Creighton also outlined that the average sheep farmer utilises 5.6t/ha of grass each year and the target is to pull that up to 10t/ha.

To achieve this level of performance, he said, farmers need to focus on a number of areas, including: soil fertility; grazing infrastructure; grazing management; measurement; and reseeding.


Soil fertility

Continuing, he said: “Soil fertility is the foundation stone. If we don’t have productive soils, we’re not going to have productive grassland. We need to target a pH of 6.2-6.3 and soil indices of 3 for phosphorous (P) and potassium (K).”

Touching on the state of soil fertility on Irish drystock farms, he said: “There’s only 32% of drystock farms in the country within the optimum range for pH.

It’s a similar story for P and only 36% of soils are at index 3 or above, while 42% of soils are index 3 or above for K.

When these figures are combined – to look at the number of farms where soil fertility is at the optimum for these three parameters – just 9% of drystock farms have adequate soil fertility levels for grass growth.

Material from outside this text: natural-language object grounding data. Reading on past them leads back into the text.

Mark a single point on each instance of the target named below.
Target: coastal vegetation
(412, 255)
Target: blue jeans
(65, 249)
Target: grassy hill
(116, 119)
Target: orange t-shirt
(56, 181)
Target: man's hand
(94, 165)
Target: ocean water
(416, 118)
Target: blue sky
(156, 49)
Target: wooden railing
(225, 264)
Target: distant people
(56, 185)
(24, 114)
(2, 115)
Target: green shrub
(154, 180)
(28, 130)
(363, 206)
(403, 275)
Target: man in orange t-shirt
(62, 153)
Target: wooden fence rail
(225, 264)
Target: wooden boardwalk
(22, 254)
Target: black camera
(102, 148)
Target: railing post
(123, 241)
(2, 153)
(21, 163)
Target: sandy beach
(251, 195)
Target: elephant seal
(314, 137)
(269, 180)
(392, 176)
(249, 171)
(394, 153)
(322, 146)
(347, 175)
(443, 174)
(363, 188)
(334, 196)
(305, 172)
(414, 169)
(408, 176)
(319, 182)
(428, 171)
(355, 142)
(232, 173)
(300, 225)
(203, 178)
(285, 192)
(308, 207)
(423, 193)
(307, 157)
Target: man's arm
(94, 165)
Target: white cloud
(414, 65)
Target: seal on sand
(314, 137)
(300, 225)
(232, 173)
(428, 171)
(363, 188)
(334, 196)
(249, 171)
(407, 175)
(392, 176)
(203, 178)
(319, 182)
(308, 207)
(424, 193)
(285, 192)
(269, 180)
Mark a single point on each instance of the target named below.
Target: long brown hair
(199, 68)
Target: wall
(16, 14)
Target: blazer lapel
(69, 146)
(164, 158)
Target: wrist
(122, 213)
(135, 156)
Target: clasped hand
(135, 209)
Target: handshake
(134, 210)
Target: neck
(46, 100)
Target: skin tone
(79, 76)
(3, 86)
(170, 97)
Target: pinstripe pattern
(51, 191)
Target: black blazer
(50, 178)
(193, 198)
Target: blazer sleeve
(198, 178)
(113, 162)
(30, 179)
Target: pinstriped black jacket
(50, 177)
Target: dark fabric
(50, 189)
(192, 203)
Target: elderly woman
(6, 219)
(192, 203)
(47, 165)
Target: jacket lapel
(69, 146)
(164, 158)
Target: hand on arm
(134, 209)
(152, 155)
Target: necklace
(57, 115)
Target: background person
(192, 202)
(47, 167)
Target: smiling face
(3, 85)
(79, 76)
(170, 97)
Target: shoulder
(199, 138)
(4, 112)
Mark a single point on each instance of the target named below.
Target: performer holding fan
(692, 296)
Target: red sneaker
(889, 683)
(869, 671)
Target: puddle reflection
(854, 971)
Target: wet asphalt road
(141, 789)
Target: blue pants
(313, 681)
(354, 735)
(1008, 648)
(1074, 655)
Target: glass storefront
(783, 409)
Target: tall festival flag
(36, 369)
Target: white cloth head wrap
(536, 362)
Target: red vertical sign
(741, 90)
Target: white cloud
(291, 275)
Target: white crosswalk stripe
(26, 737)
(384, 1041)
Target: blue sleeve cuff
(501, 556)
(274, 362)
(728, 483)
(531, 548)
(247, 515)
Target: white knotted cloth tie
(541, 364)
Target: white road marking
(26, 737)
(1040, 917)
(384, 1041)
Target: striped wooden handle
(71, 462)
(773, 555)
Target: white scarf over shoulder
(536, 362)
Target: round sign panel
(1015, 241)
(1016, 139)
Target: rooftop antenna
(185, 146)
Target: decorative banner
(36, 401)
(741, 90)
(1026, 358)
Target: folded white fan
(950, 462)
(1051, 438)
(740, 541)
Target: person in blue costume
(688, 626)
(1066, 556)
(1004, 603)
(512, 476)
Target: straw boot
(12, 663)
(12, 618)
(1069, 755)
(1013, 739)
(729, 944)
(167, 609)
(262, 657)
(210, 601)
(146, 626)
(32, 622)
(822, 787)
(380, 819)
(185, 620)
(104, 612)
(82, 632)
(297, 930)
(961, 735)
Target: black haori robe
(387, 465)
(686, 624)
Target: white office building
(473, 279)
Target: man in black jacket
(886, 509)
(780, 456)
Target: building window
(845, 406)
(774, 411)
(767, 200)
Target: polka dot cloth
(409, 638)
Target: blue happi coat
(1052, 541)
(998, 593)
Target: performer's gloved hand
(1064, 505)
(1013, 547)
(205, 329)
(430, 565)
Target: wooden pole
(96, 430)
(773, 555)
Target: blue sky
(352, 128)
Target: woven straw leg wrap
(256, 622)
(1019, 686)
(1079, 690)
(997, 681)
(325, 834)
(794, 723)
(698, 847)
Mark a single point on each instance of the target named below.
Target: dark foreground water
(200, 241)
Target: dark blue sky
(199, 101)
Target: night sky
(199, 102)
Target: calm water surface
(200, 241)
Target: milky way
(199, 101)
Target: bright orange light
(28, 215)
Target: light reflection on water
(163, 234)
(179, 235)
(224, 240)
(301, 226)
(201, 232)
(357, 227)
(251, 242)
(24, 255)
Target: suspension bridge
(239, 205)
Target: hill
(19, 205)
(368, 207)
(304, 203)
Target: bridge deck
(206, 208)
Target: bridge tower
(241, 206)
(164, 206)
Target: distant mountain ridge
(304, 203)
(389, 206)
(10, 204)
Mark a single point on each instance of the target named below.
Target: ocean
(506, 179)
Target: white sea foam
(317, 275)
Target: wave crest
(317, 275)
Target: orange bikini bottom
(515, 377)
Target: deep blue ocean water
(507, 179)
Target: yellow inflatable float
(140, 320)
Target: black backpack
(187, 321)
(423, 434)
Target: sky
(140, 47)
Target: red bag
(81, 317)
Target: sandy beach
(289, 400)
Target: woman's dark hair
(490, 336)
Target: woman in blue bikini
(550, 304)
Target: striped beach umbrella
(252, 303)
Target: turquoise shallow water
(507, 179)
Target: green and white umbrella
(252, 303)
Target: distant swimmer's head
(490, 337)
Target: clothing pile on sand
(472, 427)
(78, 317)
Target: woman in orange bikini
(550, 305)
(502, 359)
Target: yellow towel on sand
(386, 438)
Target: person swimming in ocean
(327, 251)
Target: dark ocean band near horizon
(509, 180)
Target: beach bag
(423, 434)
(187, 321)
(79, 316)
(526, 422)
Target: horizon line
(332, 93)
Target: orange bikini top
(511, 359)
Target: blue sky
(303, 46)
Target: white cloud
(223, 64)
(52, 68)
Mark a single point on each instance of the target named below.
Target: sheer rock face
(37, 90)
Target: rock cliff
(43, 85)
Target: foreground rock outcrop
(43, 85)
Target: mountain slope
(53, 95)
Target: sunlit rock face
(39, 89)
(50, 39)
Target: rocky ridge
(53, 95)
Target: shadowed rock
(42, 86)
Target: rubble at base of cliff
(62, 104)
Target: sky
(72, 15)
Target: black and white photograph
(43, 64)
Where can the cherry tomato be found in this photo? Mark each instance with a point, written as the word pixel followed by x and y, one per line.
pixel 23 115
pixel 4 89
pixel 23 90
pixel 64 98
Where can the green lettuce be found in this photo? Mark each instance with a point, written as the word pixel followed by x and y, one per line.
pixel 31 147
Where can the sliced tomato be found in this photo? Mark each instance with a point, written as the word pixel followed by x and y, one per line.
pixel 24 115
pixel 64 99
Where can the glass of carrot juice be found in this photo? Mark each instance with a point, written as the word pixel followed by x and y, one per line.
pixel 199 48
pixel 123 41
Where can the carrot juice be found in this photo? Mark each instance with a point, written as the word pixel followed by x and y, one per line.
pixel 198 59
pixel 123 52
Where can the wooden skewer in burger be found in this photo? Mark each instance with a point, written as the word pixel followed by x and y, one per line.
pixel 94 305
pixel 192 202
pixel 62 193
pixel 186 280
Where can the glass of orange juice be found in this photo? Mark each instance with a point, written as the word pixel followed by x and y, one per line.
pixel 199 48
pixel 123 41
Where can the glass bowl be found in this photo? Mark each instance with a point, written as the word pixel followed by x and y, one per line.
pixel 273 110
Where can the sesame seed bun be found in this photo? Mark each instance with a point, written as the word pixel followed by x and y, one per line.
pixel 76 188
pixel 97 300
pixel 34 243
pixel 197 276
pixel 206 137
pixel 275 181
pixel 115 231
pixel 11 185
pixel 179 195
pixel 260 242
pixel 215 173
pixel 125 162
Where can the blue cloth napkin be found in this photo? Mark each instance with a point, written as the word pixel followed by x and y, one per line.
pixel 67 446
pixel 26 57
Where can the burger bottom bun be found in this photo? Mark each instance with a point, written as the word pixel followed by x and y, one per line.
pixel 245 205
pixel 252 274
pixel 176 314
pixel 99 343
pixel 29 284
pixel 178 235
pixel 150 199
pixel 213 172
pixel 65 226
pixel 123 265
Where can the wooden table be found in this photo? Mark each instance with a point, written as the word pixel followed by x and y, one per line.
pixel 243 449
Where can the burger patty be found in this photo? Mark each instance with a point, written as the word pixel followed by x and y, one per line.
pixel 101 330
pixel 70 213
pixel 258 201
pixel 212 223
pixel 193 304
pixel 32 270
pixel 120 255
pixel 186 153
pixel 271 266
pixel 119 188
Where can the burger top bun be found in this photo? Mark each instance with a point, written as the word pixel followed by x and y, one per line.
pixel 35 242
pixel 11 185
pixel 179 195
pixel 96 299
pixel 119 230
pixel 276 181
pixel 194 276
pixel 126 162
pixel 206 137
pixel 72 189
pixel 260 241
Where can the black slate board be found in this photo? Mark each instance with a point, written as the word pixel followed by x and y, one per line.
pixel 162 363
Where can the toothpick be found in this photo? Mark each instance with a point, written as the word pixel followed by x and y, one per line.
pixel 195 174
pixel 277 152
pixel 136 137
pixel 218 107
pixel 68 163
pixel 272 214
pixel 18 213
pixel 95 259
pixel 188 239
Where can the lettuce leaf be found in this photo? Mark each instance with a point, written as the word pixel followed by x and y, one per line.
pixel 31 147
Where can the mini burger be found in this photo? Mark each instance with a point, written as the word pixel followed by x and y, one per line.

Percentage of drystock farms at optimum levels of soil fertility to grow grass in 2016. Table source: Teagasc

To address soil fertility issues, he said: “The important thing to remember is that lime and pH levels should be targeted first.

You can spread as much nitrogen (N), P or K as you like; but if the pH of the soil isn’t right, those nutrients aren’t going to be used.

“20% of our annual variable costs are being spent on fertiliser and we need to make sure that we are spreading the right products in the right places to get value for money,” he said.

Steps to addressing a soil fertility issue:
  1. Test the soil and act on the results;
  2. Correct the pH first;
  3. Once pH has been corrected, focus on improving P and K indices.

Once soil fertility issues have been addressed, he said, farmers should then focus on grazing infrastructure, a grazing management plan, measuring and reseeding.